- Interactive map of the Public Service Building area

General information
- Status: Completed
- Architectural style: Beaux-Arts
- Location: 231 W Michigan St Milwaukee, WI 53203
- Coordinates: 43°02′13″N 87°54′49″W﻿ / ﻿43.03694°N 87.91361°W
- Opening: 1905

Technical details
- Floor count: 4

Design and construction
- Architect: Herman J. Esser
- Public Service Building
- U.S. National Register of Historic Places
- NRHP reference No.: 98000576
- Added to NRHP: May 20, 1998

= Public Service Building (Milwaukee, Wisconsin) =

Historic building in Milwaukee, Wisconsin

The Public Service Building is a historic former interurban terminal and office building in Milwaukee, Wisconsin, United States. Originally constructed by The Milwaukee Electric Railway and Light Company in 1905, it is currently occupied by We Energies, a subsidiary of that company's successor, WEC Energy Group.

== Description ==

Entrance of the Public Service Building, with streetcar imagery visible

The Public Service Building is a four-story neoclassical Beaux-Arts office building occupying a whole city block in Downtown Milwaukee. Featuring a two-story marble lobby, stained-glass skylights, and an auditorium, it was originally designed as a mixed-use facility serving both interurban passengers and office workers of The Milwaukee Electric Railway and Light Company (TMER&L). An arch surrounding the entrance depicts technological progress in transportation: first as a horse-drawn streetcar, then as an electric streetcar. In the lobby, a copper art piece shows bees buzzing around a beehive, representing the amount of activity occurring inside. Rail vehicles formerly entered and exited the building through multiple ground-level access points. A skyway connects the Public Service Building with a second building that, together, form the downtown headquarters for We Energies.

== History ==

=== Interurban terminal ===
TMER&L used the Public Service Building as a terminal for its interurban services since its opening in 1905. By the early 1940s, more passengers were boarding buses operated by Greyhound Lines at the building than trains. Train service had extended as far as East Troy and Watertown, but shrank during the 1940s, only going as far as Waukesha and Hales Corners before ending completely in 1951.

=== Post-interurban era ===
Following the end of train service, tracks and platforms were removed from the building, converting it to solely office space. However, the former ticket booth still remains. A fifth floor was added in 1956, but was removed during a renovation in the 1990s.

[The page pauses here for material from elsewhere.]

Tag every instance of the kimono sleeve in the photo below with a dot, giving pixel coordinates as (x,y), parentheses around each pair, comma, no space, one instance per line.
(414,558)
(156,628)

=== 2020 steam tunnel disaster ===
In May 2020, the Public Service Building was significantly damaged. A rainstorm flooded the We Energies steam tunnel system with millions of gallons of water, which proceeded to boil from contact with hot steam pipes. Electric sump pumps failed in the face of a "tidal wave" of boiling sanitary and sewer water. All steam customers in East Town, and some in Westown, lost service. Electrical infrastructure and insulation for the system was destroyed, and steam entered the building through an access point in the basement, blowing the door off. PVC piping melted from exposure to temperatures of over 200 F. All levels of the building suffered water and heat damage to walls, ceiling tiles, elevators, computers, furniture, machinery, artwork, architectural elements, and other items. Risk of mold was increased due to the humid conditions. Operational disruption was mitigated by timing; the disaster not only occurred on a weekend, but also when most employees were already working remotely due to the COVID-19 pandemic.

The initial estimate to repair the building was $10 million; by the end of the project, $62 million had been spent. Repairs took 18 months to complete, and had the disaster happened later in the pandemic, supply chain disruptions could have lengthened the timeline by a year. The repairs provided an opportunity to reconfigure the building so that outdated paper record storage rooms could be repurposed as additional work space. In December 2021, restoration was complete, and the Public Service Building was reopened.

== Recognition ==
The Public Service Building has been placed on the Wisconsin State Register of Historic Places since 1997 and the National Register of Historic Places since 1998.